“911 how can I help you?”
“My car has been stolen and my baby is in it!” shrieks a hysterical mother.
So begins yet another example of the tragedy that can happen when children are left unattended in a car. This well-meaning parent ran into the 7-11 to grab something and left the car running for heat or air conditioning for the sleeping infant inside. Thinking to themselves, “I can still see my car,” these oblivious parents have no idea that a car thief can also see the running car, but not necessarily the baby inside.
The car thief jumps in, races off and parents are left frantically calling 911 and wondering what will happen next. Will the thief leave the car behind once he discovers the baby? Or will he just dump the child on the side of the road, car seat and all? Perhaps the thief is so doped up he will not even notice there is a child in the car to begin with.
Or a parent leaves a child in car on a warm day, thinking “I’ll only be inside for a minute and she is sleeping.” Then he gets caught up on a phone call and suddenly realizes it has been over an hour and the warm day has resulted in heatstroke for a captive infant who can’t escape a car seat.
Perhaps it’s the parents who leave two rambunctious youngsters alone while they run into the local mall for a quick purchase return. The kids get to bouncing around in the van, suddenly knock it into gear and it rolls into another car.

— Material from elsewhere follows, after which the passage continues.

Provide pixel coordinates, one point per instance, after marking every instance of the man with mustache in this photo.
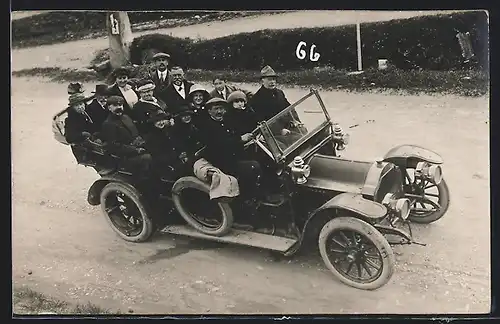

These are all very real scenarios that happen around the country on daily basis. Parents who are more concerned with convenience than safety do not understand how fast their children can be put into danger when left unattended in a vehicle. Is it thoughtlessness? Naivety? Lack of concern for their children’s safety? Or just plain stupidity?
When police arrive on scene to a child found alone in a vehicle, they are faced with determining if a crime has actually been committed. Was this a criminal act or just a case of parents not thinking clearly? Should the parents be cited? Should child protective services be called? Do parents deserve to be punished for the possibility they put their child in danger?
Many would say emphatically yes. They believe that when parents put convenience ahead of safety they should face the full range of punishments. After all, it is a parent’s job to protect their children, and leaving them alone in a vehicle could be thought of as intentionally subjecting their child to harm.
Other parents believe that, in the majority of cases, children are perfectly safe when left alone in a vehicle. Yes, scary things can happen, but that can be said of many situations their child will face throughout his life. This group would argue that leaving a screaming 5-year-old alone in a car to grab a gallon of milk from the store is better for everyone involved. In their reasoning leaving a child in a car as more along the lines of like texting and driving; yes, everyone admits it is not safe, but it only matters if you crash.
The biggest question is why any parent risk a child’s safety just for the convenience of not having to wake her to take them into the house. Or because they don’t want to deal with a public tantrum? While for those parents the benefits outweigh the costs, in the long run it will be up to society to determine if this kind of thinking is considered child abuse or just stupidity. While stupidity cannot be legislated, intentionally subjecting a child to harm can be. And what could be more intentional than leaving a child alone in a car?